Modern and New Homes? Or Historical and Older?

The topic of polybutylene plumbing pipes recently sparked a little exchange in another venue, one in which I just had to participate.
Modern methods vs. historical methods.
Modern materials and components vs. historical materials and components.

I like a historical gem of a home as well as the next person. Historic Oakwood. Boylan Heights. Mordecai. All great Raleigh neighborhoods with wonderful examples of old homes that have been loved. We have nothing like these in Cary.
But I don’t have blinders on regarding the topic of quality across time.  We have slap stick builders today.  Of course.  We have always had slap stick builders, all through the history of building.
Plumbing kicked it all off:

Some polybutylene pipe fails.  In some homes.  The existence of polybutylene water supply piping is not a material fact that must be disclosed by a home seller in North Carolina.

Copper plumbing has a 40 year life expectancy.
Lead pipe will last just about forever. I don’t think that makes it a desirable water supply option.

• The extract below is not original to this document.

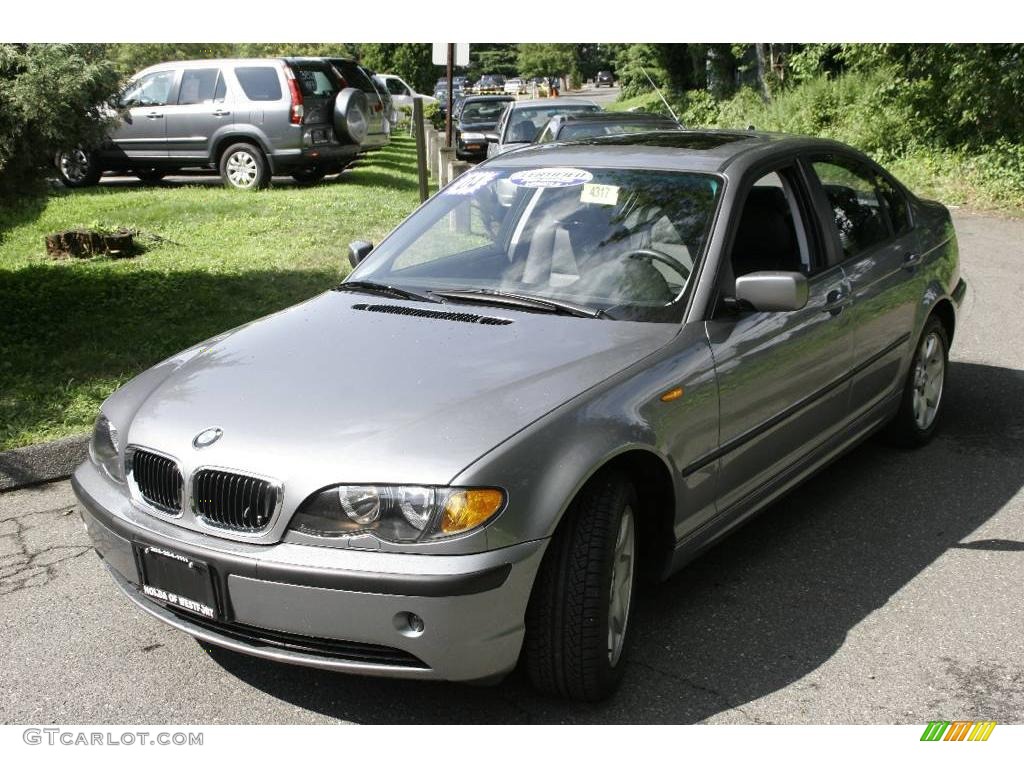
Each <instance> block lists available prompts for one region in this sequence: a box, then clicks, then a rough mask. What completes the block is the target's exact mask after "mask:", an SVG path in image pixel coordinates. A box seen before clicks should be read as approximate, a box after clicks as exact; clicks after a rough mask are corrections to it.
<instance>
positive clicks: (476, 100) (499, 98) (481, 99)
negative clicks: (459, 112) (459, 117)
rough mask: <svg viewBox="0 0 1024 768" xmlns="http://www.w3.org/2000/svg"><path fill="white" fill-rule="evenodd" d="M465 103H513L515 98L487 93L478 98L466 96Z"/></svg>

The vast majority of homes I visit have no foundation issues, whether they are a year old, or 20 years old, or 50 years old.  Get to 100 years old and the foundations have issues much more often.

I have been in many 40 year old homes with trussed roofs, where that roof framing appears to be easily good for another 40 years.

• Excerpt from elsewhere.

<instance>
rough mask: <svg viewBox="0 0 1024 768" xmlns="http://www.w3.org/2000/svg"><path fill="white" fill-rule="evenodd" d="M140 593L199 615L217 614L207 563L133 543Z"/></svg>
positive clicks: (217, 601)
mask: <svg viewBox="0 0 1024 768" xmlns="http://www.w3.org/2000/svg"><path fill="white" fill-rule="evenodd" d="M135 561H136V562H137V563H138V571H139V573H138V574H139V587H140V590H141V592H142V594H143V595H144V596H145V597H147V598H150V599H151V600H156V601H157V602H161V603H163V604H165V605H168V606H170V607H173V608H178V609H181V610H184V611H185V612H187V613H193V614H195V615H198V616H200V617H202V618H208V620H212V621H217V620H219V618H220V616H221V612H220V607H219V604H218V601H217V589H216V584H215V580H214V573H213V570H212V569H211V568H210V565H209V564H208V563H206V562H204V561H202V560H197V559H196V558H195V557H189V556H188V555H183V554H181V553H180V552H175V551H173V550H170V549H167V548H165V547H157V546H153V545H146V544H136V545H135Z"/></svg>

I would like to have a brick home at some point. I may be able to afford one. Many people can’t, particularly when they require the space they must have at a price point. In compromise by consumers, brick loses to more space.
Good quality wood siding, as used 100 years ago also is prohibitively expensive, and would be difficult to offer to a million new construction buyers. It also takes a lot of maintenance. White wood is passe for exterior use, IMO.

I have been in old homes that were junk when they were built, and are still standing as historical junque today. I predict that the home I am in will be here in 100 years, absent flood, hurricane, tornado, fire, or other act of God.

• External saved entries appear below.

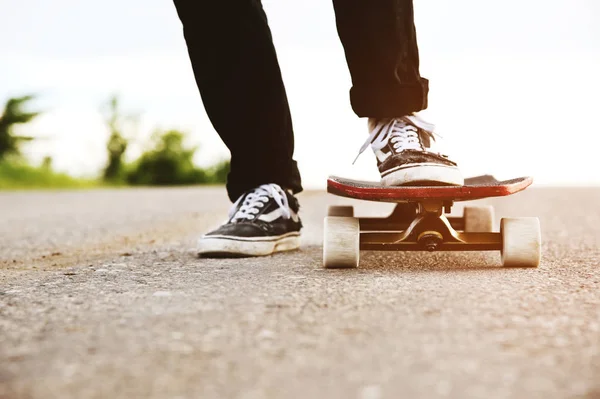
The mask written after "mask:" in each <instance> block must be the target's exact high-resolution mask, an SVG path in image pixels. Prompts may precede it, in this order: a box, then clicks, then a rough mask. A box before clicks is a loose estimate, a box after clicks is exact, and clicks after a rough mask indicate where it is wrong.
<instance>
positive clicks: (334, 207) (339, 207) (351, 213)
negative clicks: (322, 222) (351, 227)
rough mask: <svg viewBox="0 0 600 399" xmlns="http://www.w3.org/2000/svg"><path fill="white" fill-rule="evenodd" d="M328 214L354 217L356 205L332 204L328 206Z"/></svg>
mask: <svg viewBox="0 0 600 399" xmlns="http://www.w3.org/2000/svg"><path fill="white" fill-rule="evenodd" d="M327 216H347V217H354V207H353V206H352V205H331V206H330V207H329V208H327Z"/></svg>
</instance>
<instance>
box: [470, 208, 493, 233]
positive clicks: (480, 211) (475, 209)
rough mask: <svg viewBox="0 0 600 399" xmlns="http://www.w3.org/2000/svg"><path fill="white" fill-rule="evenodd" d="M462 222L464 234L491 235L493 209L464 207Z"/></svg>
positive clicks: (492, 222)
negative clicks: (471, 233) (487, 234)
mask: <svg viewBox="0 0 600 399" xmlns="http://www.w3.org/2000/svg"><path fill="white" fill-rule="evenodd" d="M464 220H465V232H466V233H491V232H493V231H494V208H493V207H492V206H466V207H465V211H464Z"/></svg>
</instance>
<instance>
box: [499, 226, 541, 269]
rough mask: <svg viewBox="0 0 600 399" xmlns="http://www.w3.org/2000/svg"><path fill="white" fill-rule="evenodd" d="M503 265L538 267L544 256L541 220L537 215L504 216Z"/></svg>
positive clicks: (502, 254) (500, 234) (502, 243)
mask: <svg viewBox="0 0 600 399" xmlns="http://www.w3.org/2000/svg"><path fill="white" fill-rule="evenodd" d="M500 235H501V236H502V252H501V254H502V266H509V267H537V266H538V265H539V264H540V259H541V256H542V251H541V248H542V238H541V231H540V221H539V219H538V218H535V217H528V218H503V219H502V220H501V221H500Z"/></svg>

The slap stick homes of 100 years ago have tended to settle in, like Grandpa into his recliner, and often are revered as survivors. Well, that is, the ones that have been highly maintained; the slap stick homes that have not been expensively maintained have mostly crumbled into their foundations already.

It’s comparable to having Grandpa in the home, and helping him find his glasses or slippers, and overlooking his forgetfulness with love.
We tend to forgive the foibles and shortcomings of older homes, the sloped floors and crooked doorways, constricting floor plans, outdated construction methods with high rates of failure, and seriously outdated mechanical, plumbing, and electrical systems, and high maintenance costs, because of respect and love of the memories and the hearkening to another time.

That forgiveness is certainly laudable. It is just oversimplification to make an across the board attribution of a higher level of workmanship to any era of homes.

Modern engineering and modern building codes have done a couple of things.
1. Provided minimum standards that were not in place 100-125 years ago.
2. Allowed homes to be built to those minimum standards. Too much reverence for minimum standards does NOT make a fine home, to be sure. Exceeding the minimums with most bang for the buck structurally may be a wise investment.

As consumers, we have helped cut our own throats on quality by worshipping maximum square footage per dollar invested in a home and surface appearance without substance beneath it.
Most people will not pay the price for quality they cannot see every day. “Gotta have granite and stainless steel. Don’t bother me about 2×10 floor joists on a 16 foot span.”
But, the minimum codes probably ensure the long term survival of structures that receive at least the maintenance which was given to the typical 100 year old home.